The thing that sums up my early years in Scotland is that I went to a private school for a minute and I passed the exam to get in, of course my mum and dad couldn’t afford the fees, that was always a problem… there was this chess championship. I didn’t know what it was, I didn’t know how to play it, but it was kind of compulsory that you played it. The tournament started and I played it and won it. And I always say to people that I am a quick learner and I am strategic at what I do. I think that sums up how I am, what I am.
"Whatever it is, I like to do the very best I can at whatever I put my hands to."
People think I am passionate about cars, which I am to an extent, but I am probably more passionate about competition, more passionate about the game and about doing well in the game, whether it’s the game of life or the game of motorsport. Whatever it is, I like to do the very best I can at whatever I put my hands to.
"It is nothing short of hard work. I don’t know anything else."
You’ve gotta believe in what you’re doing. For most entrepreneurs it comes from deep in your stomach and then your heart takes over, and you’ve just gotta keep going. It is nothing short of hard work. I don’t know anything else. I take my hat off to people who invent something like Google or whatever it is, I have no idea how they do it or even how it works, I am useless at it. But digging holes and moving buildings or creating a brand, delivering on your promise, all of those things I can do.
The three rules of business:
The first thing is you must have a brand. The brand is the most important thing in any business.

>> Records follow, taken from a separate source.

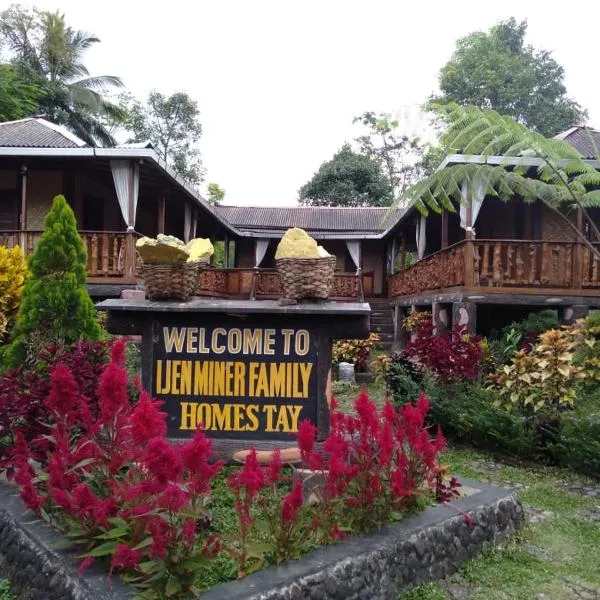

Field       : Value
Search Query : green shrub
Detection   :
[8,196,101,366]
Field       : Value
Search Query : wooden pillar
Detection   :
[571,206,589,290]
[441,208,448,250]
[452,302,477,333]
[223,233,229,269]
[431,302,450,335]
[464,183,475,286]
[19,165,27,255]
[158,192,167,233]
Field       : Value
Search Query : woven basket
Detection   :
[275,256,336,300]
[142,261,205,302]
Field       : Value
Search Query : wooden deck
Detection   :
[388,240,600,298]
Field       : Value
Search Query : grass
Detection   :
[400,442,600,600]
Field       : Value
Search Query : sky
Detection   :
[5,0,600,205]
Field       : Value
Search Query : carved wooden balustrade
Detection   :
[389,240,600,296]
[388,242,465,296]
[197,267,373,298]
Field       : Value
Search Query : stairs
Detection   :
[367,298,394,352]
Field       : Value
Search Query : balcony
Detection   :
[388,240,600,298]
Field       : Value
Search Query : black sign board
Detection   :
[151,315,319,440]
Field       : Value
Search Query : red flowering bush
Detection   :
[403,319,482,382]
[14,341,221,599]
[298,392,445,541]
[0,341,109,477]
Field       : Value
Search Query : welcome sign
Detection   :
[151,319,318,439]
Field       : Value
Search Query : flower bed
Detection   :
[0,342,468,600]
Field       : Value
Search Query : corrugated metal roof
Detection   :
[555,126,600,159]
[0,118,87,148]
[215,206,399,234]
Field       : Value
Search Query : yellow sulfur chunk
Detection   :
[275,227,319,258]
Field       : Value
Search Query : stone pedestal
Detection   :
[452,302,477,333]
[97,299,370,455]
[560,304,590,325]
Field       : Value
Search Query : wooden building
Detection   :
[0,118,600,340]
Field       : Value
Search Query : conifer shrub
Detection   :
[8,196,101,366]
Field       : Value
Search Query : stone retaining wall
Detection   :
[0,481,524,600]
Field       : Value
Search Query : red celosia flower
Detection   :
[178,428,212,474]
[158,483,189,512]
[142,438,183,484]
[46,363,79,423]
[98,362,129,423]
[296,419,317,460]
[281,479,304,523]
[110,544,142,571]
[266,448,283,484]
[130,391,167,445]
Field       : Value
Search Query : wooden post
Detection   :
[19,165,27,251]
[571,206,589,290]
[158,192,167,233]
[223,234,229,269]
[464,183,475,286]
[441,208,448,250]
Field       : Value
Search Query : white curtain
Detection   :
[254,240,269,267]
[346,240,360,269]
[416,215,427,260]
[110,160,140,231]
[460,181,485,237]
[183,202,192,243]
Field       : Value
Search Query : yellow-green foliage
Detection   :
[331,333,379,364]
[0,246,28,342]
[402,310,431,333]
[488,323,587,412]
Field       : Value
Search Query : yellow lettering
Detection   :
[211,327,227,354]
[300,363,312,398]
[263,404,277,431]
[194,360,212,396]
[186,327,198,354]
[281,329,294,356]
[263,329,275,356]
[243,329,262,354]
[179,402,198,430]
[171,360,181,394]
[225,361,233,396]
[256,363,269,396]
[275,406,290,433]
[248,363,260,398]
[233,362,246,396]
[213,361,225,396]
[286,404,302,433]
[295,329,309,356]
[212,404,231,431]
[154,360,162,394]
[269,363,285,398]
[246,404,258,431]
[163,327,185,352]
[227,328,242,354]
[198,327,210,354]
[179,360,192,395]
[233,404,246,431]
[160,360,171,394]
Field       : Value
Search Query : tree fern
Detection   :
[400,104,600,258]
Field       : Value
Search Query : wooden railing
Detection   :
[0,231,137,282]
[388,240,600,296]
[388,242,465,297]
[198,267,373,298]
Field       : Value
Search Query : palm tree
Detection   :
[398,104,600,259]
[0,6,123,146]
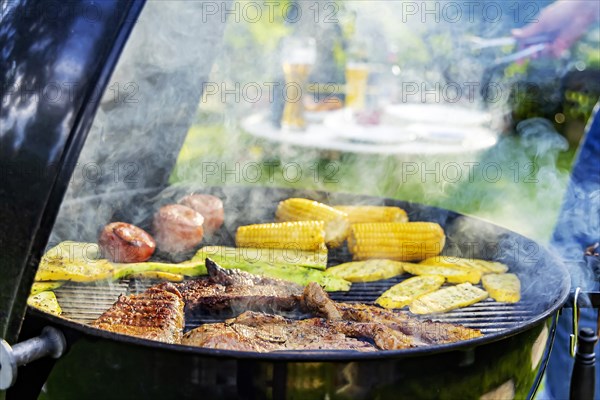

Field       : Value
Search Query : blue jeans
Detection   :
[540,105,600,400]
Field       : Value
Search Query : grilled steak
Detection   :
[177,259,302,314]
[182,311,409,353]
[92,283,183,343]
[303,282,482,346]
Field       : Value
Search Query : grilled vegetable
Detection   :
[125,271,184,282]
[42,240,101,263]
[481,274,521,303]
[333,206,408,224]
[404,263,481,284]
[235,221,325,251]
[326,260,404,282]
[348,222,446,261]
[275,198,350,247]
[202,246,327,271]
[27,291,62,315]
[35,257,114,282]
[409,283,488,314]
[375,275,446,308]
[420,256,508,275]
[113,260,206,279]
[30,281,64,295]
[192,247,351,292]
[98,222,156,262]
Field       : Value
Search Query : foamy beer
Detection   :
[346,62,369,110]
[281,37,316,130]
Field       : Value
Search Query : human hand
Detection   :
[512,0,600,57]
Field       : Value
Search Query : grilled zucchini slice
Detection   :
[481,274,521,303]
[404,263,481,284]
[375,275,446,308]
[30,281,64,295]
[409,283,488,314]
[27,291,62,315]
[125,271,183,282]
[326,260,404,282]
[35,259,114,282]
[35,241,113,282]
[420,256,508,275]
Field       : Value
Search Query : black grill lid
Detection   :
[0,0,144,341]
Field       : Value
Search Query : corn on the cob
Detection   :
[481,274,521,303]
[404,263,481,285]
[275,198,350,247]
[29,281,64,296]
[326,260,404,282]
[235,221,325,250]
[348,222,446,261]
[333,206,408,224]
[419,256,508,274]
[409,283,488,314]
[27,291,62,315]
[375,275,446,308]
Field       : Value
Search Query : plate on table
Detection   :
[323,110,417,144]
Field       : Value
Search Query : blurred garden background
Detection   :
[171,1,600,242]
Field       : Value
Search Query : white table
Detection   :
[241,104,498,155]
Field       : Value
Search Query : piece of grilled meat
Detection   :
[177,258,303,315]
[182,311,410,353]
[302,282,482,346]
[92,283,184,343]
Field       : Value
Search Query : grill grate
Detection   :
[55,276,536,334]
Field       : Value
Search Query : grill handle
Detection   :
[0,326,67,390]
[570,328,598,400]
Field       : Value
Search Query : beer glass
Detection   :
[281,37,317,131]
[346,61,369,111]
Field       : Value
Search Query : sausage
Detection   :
[179,194,225,235]
[98,222,156,263]
[153,204,204,253]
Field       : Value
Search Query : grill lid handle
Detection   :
[0,326,67,390]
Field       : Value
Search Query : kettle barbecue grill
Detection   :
[0,0,596,399]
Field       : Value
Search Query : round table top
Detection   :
[242,104,498,155]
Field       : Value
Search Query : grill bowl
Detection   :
[17,186,570,398]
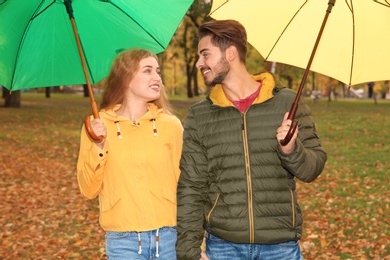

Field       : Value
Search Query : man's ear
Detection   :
[226,45,238,61]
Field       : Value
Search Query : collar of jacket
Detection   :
[209,72,275,107]
[102,103,163,121]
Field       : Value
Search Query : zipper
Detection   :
[206,193,220,223]
[241,112,255,243]
[290,190,295,227]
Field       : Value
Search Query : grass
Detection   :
[0,93,390,259]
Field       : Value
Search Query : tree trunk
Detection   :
[45,87,50,98]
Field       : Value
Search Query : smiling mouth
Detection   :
[202,69,211,75]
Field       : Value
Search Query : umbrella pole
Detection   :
[280,0,336,146]
[64,0,103,142]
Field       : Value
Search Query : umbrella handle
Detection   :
[280,0,336,146]
[84,116,104,143]
[280,119,298,146]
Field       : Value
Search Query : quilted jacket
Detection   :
[177,73,327,259]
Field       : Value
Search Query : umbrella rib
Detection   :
[9,0,56,92]
[265,0,308,61]
[345,0,356,86]
[208,0,229,17]
[109,1,165,49]
[30,0,56,20]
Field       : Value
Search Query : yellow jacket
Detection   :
[77,104,183,232]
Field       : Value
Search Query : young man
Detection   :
[176,20,327,260]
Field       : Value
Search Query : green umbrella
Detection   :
[0,0,193,140]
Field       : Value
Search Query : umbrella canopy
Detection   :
[0,0,193,90]
[211,0,390,86]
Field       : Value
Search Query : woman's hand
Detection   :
[91,118,107,149]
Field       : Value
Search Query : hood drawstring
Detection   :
[114,118,158,139]
[156,228,160,258]
[150,118,157,136]
[115,121,122,139]
[137,232,142,255]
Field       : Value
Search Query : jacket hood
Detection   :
[207,72,276,107]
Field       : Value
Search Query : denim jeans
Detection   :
[106,227,177,260]
[206,234,303,260]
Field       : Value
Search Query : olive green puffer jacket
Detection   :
[177,73,327,259]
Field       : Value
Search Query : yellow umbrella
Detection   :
[211,0,390,86]
[210,0,390,144]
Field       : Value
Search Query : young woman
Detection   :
[77,49,183,260]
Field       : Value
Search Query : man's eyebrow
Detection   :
[199,48,209,54]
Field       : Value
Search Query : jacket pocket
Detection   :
[100,191,121,212]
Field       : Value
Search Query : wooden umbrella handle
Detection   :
[64,0,104,143]
[280,119,298,146]
[84,116,104,143]
[280,0,336,146]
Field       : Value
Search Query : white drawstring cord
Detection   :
[156,228,160,257]
[115,121,122,139]
[150,118,157,136]
[138,232,142,255]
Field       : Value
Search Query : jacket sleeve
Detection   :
[176,108,209,260]
[279,98,327,182]
[77,126,108,199]
[172,118,183,181]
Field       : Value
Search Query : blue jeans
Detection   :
[106,227,177,260]
[206,233,303,260]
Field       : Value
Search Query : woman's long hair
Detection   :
[100,49,173,114]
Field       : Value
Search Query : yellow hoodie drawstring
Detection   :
[156,228,160,257]
[137,232,142,255]
[115,121,122,139]
[150,118,157,136]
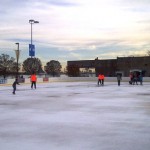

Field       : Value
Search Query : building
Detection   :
[67,56,150,77]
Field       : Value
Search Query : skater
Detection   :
[117,74,122,86]
[101,74,105,85]
[97,74,102,86]
[30,73,37,89]
[12,78,20,94]
[139,74,143,85]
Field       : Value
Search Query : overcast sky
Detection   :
[0,0,150,67]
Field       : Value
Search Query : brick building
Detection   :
[67,56,150,76]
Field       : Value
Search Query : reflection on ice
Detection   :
[0,82,150,150]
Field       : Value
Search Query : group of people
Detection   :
[12,73,37,94]
[97,74,122,86]
[129,73,143,85]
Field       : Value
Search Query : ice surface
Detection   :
[0,82,150,150]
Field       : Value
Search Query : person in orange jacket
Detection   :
[97,74,102,86]
[30,73,37,89]
[98,74,105,86]
[101,74,105,85]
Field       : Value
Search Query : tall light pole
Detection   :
[15,43,20,78]
[29,19,39,58]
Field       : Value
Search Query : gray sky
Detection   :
[0,0,150,67]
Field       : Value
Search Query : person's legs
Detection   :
[31,81,33,89]
[34,82,36,89]
[13,87,16,94]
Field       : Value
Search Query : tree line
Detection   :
[0,54,80,79]
[0,54,62,79]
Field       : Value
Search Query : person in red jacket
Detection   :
[97,74,102,86]
[101,74,105,85]
[30,73,37,89]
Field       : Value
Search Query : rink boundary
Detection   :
[0,77,150,86]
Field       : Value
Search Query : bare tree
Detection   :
[23,58,42,74]
[45,60,62,77]
[0,54,20,78]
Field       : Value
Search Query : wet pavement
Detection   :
[0,82,150,150]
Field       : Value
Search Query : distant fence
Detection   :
[0,76,150,84]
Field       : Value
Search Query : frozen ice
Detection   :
[0,82,150,150]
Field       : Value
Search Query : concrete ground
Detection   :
[0,82,150,150]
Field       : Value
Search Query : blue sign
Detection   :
[29,44,35,56]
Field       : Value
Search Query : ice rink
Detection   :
[0,82,150,150]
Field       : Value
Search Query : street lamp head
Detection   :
[29,19,39,24]
[34,21,39,23]
[29,19,34,23]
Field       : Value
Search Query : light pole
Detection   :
[15,43,20,78]
[29,19,39,58]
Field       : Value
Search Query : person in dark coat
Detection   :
[117,74,122,86]
[12,79,20,94]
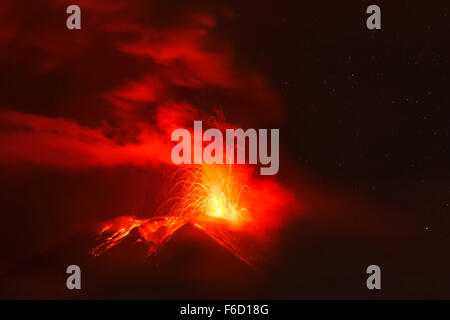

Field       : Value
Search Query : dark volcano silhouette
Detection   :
[0,224,261,299]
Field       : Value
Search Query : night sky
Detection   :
[0,0,450,299]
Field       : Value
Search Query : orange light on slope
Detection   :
[91,165,252,264]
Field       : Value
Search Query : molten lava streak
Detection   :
[91,165,264,269]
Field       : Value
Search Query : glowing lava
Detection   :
[91,165,255,268]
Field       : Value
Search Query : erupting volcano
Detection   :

The second thing is that you must deliver. Whatever the brand promises, you must deliver it. Come hell or high water you have got to do it.
You shouldn’t be practicing about it. If you are in business, you are in business to make money and employ people, develop progress, improve everybody’s surroundings and do it honestly. I think if you do that, all of the accolades come to you.
On the difference in doing business in New Zealand and in Australia:
The fundamental business difference between New Zealand and Australia is that it is a little bit tougher to compete in New Zealand because the market is a little bit tighter and the Kiwis themselves are very capable people and they will make things happen. Whereas on the other side of the Tasman the Aussies will talk about doing stuff and they will invariably fail or they make up excuses for why it hasn’t happened.
"You only get one crack at life, you’ve gotta give it the best shot."
Anything I do I want it to be top quality. I don’t really buy into the cheap and cheerful stuff. You only get one crack at life, you’ve gotta give it the best shot. When you build something that’s quality, you will find that through thick and thin, quality will always win through. That gets back to the number one rule of business: the brand. You have got to have a brand that is strong and quality.